What consequences follow? Channeling shortens the length of the stream between point A and point B. The shorter channel has
- less flood-holding volume in the channel itself.
- a steeper stream bed slope, meaning that
- the flow runs faster down the slope.
- increased speed and energy that usually leads to higher erosion in the channel, thus
- the amount of sediment that the stream needs to carry increases.
If the flow is unable to handle more sediment, the sands, gravels, and large particles come to rest somewhere along the stream bed and on the land above the bank, changing how the flow works its way along the channel and further decreasing the storage of flood waters. In flood, fine sediment becomes the major pollutant, leading to the chocolate-brown appearance of Iowa’s rivers after a rain.
The steeper slope makes the stream capable of eroding its stream bed more deeply. This can cause scouring and headcuts, which are small waterfalls of a few inches to numerous feet in height. Even the smallest develop roller currents (a dam is a type of headcut) that undercut the base of the waterfall, and so the headcut travels upstream. A waterfall on the Mississippi River in Minneapolis, the St. Anthony falls, used to lie near the outlet of the Minnehaha River not far from the waterfall made famous in Henry Wadsworth Longfellow’s poem, “Song of Hiawatha.” Their current location is in downtown Minneapolis, several miles upstream. The same erosional process happens in every unrepaired gully and on steep bluff streams throughout Iowa. Headcuts and roller currents affect some channelized streams because of the steeper bed slope. Behold the power of water.
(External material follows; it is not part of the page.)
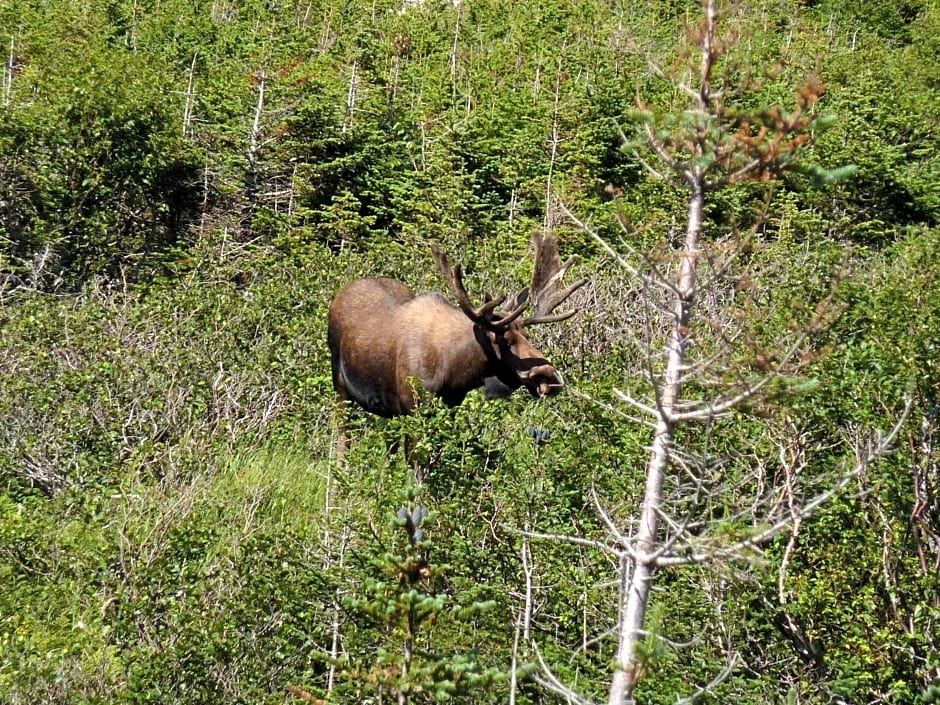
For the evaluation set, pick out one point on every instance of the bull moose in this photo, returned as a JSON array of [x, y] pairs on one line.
[[383, 339]]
With these alterations, a channelized stream sends its flood flows downstream, causing a “traffic jam” that covers low-lying farmland, bursts or overtops levees, encroaches on homes, towns, and cities, and causes much grief for we humans. We have not learned to live with the river, and we still think we can beat it with our smarts and our technology. Build the levees higher and wider. Install upstream gages so we can predict floods and evacuate if necessary. Pay higher insurance premiums for the losses. Place buildings on “pads” that are above a certain flood-risk elevation. Spend dollars on public education so that fewer motorists will drive into water running over streets.
Unfortunately, the wisdom from past floods is rarely consulted,[2] and the changes that are required are rarely implemented. We have too much at stake in the short run to be concerned about problems in a few decades or centuries.
We will not learn. We will pay ever higher costs of all kinds for our arrogance.
We cannot violate the laws of physics.
[1] My title purposefully recalls a book by Sigmund Freud, Civilization and Its Discontents, in which he explored the many ways in which we might express, without realizing it, our dissatisfaction with the restrictions of modern life. I think that his students were onto an important part of human nature, in that we suppress our discontent in the pursuit of our conscious goals, only to have that discontent surface in ways that are unrecognizable or deniable.
[2] The must-read description of flooding in Iowa is a book, A Watershed Year: Anatomy of the Iowa Floods of 2008, edited by Cornelia Mutel and published by the University of Iowa.